Nowy protest przeciw wycince zieleni w Al. Racławickich organizują aktywiści, którzy wcześniej oznaczyli drzewa przewidziane przez Ratusz do usunięcia. Chcą, by władze miasta wycofały się z tego projektu przebudowy drogi. Urzędnicy odpowiadają: odwrotu już nie będzie.
Organizatorzy protestu nie występują pod nazwiskami, ale pod szyldem „Zobaczmy Aleje Racławickie”. To oni stoją za głośną akcją z zeszłego tygodnia (na zdjęciu), gdy pewnego wieczora owinęli żółtą folią pnie drzew, których wycinkę przewiduje aktualny projekt przebudowy Al. Racławickich. Do folii przyczepili kartki z informacją „te drzewa zostaną wycięte”.
Trzy osoby uczestniczące w akcji zostały ukarane przez Straż Miejską. – Mandatami w wysokości 50 zł – informuje Robert Gogola, rzecznik strażników. Jako podstawę ukarania podaje przepis Kodeku wykroczeń mówiący o umieszczaniu napisów w miejscu, które nie jest do tego przeznaczone.
Przez kilkanaście godzin, zanim folia z wywieszkami została usunięta z pni drzew, wielu przechodniów kręciło głowami z niedowierzaniem. O to chodziło organizatorom.
– Chcemy pokazać mieszkańcom Lublina, jakie zmiany czekają Aleje Racławickie w wyniku realizacji planowanej przebudowy – napisali aktywiści w swoim oświadczeniu wzywając władze miasta do rezygnacji z projektu przebudowy. – Projekt niepotrzebnie poszerza jezdnię i pozbawia Aleje dzisiejszego wyglądu: usuwa drzewa, które są ich największym skarbem. Zniknąć mają także niemal wszystkie żywopłoty a wiele drzew zagrożonych będzie uszkodzeniem podczas prac i obumarciem.
Protest nie skończył się na ulicznej akcji, bo równocześnie aktywiści zaczęli nawoływać do wysyłania prezydentowi miasta elektronicznej korespondencji ze sprzeciwem wobec przebudowy w proponowanym kształcie. Przypomnijmy: zatwierdzone już plany inwestycji zakładają obecnie wycinkę 89 drzew, choć liczba może się jeszcze zmniejszyć o kilka drzew.
Ratusz wyklucza jednak odstąpienie od przebudowy według zatwierdzonego projektu.
– Konsultacje społeczne, które poprzedziły decyzję, trwały ponad dwa lata. Uwzględniliśmy różne wnioski mieszkańców i staraliśmy się tak zmienić dokumentację, by przebudowa w jak najmniejszym stopniu kolidowała z drzewami – stwierdza Beata Krzyżanowska, rzecznik prezydenta Lublina.

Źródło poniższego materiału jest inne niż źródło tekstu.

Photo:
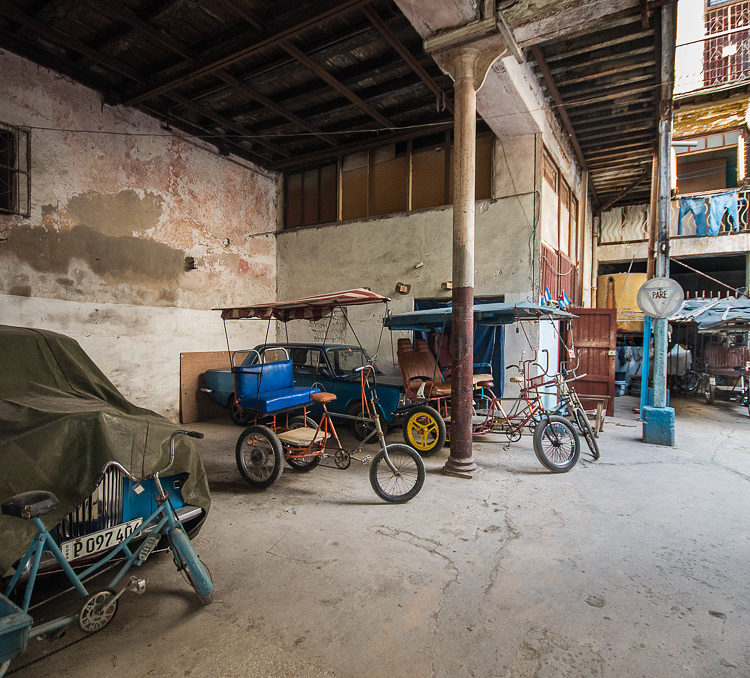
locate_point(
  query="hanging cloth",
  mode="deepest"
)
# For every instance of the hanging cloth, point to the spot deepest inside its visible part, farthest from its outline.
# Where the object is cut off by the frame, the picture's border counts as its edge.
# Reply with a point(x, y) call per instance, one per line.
point(720, 203)
point(698, 207)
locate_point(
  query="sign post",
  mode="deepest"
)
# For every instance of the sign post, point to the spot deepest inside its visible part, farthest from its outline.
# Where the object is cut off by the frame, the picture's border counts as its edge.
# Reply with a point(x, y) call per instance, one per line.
point(659, 298)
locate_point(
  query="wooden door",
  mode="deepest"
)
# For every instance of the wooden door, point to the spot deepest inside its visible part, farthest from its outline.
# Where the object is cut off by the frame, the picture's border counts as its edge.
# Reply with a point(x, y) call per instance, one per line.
point(594, 337)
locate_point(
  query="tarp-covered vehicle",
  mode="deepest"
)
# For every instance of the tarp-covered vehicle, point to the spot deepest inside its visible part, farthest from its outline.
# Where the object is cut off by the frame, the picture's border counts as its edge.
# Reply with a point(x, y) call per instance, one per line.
point(61, 421)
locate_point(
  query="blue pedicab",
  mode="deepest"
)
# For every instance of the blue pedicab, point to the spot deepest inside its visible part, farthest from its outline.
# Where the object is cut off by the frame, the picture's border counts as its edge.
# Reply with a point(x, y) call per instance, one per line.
point(282, 429)
point(16, 625)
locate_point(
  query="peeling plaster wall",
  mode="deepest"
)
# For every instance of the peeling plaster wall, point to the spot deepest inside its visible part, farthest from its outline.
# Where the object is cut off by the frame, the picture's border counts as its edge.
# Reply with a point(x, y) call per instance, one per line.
point(114, 213)
point(387, 251)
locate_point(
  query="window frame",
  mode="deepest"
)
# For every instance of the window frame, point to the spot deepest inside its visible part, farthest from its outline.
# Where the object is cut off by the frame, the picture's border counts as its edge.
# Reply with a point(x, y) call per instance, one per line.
point(20, 138)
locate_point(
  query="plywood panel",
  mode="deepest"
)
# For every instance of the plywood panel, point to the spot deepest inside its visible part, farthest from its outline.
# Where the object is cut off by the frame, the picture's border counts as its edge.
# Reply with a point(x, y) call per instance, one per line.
point(194, 404)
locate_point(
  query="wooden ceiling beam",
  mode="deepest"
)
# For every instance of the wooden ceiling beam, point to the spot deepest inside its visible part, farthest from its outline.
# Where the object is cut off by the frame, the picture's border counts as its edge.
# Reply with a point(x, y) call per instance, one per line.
point(211, 65)
point(555, 94)
point(170, 43)
point(392, 39)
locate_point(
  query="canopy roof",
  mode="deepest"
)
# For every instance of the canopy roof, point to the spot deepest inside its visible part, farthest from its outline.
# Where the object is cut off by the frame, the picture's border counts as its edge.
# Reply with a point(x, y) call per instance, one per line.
point(715, 314)
point(308, 308)
point(501, 313)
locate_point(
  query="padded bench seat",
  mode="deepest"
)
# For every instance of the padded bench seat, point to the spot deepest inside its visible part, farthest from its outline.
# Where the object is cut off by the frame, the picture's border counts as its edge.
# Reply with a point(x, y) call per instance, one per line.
point(269, 387)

Dodaje, że zachowanie obecnej zieleni nie będzie możliwe głównie w miejscu ścieżek rowerowych. – Nie zrezygnujemy ze ścieżek i nie zrezygnujemy z całej inwestycji, bo Aleje Racławickie potrzebują tej przebudowy i zależy nam na tym, by była ona zrealizowana.
Zgodnie z zapowiedziami władz miasta, prace na Al. Racławickich mogą się rozpocząć pod koniec roku. Projekt zakłada budowę ścieżek rowerowych z obu stron drogi, poszerzenie jezdni o dodatkowe pasy do skrętu na wybranych skrzyżowaniach i wytyczenie na jezdni pasów zarezerwowanych dla komunikacji miejskiej.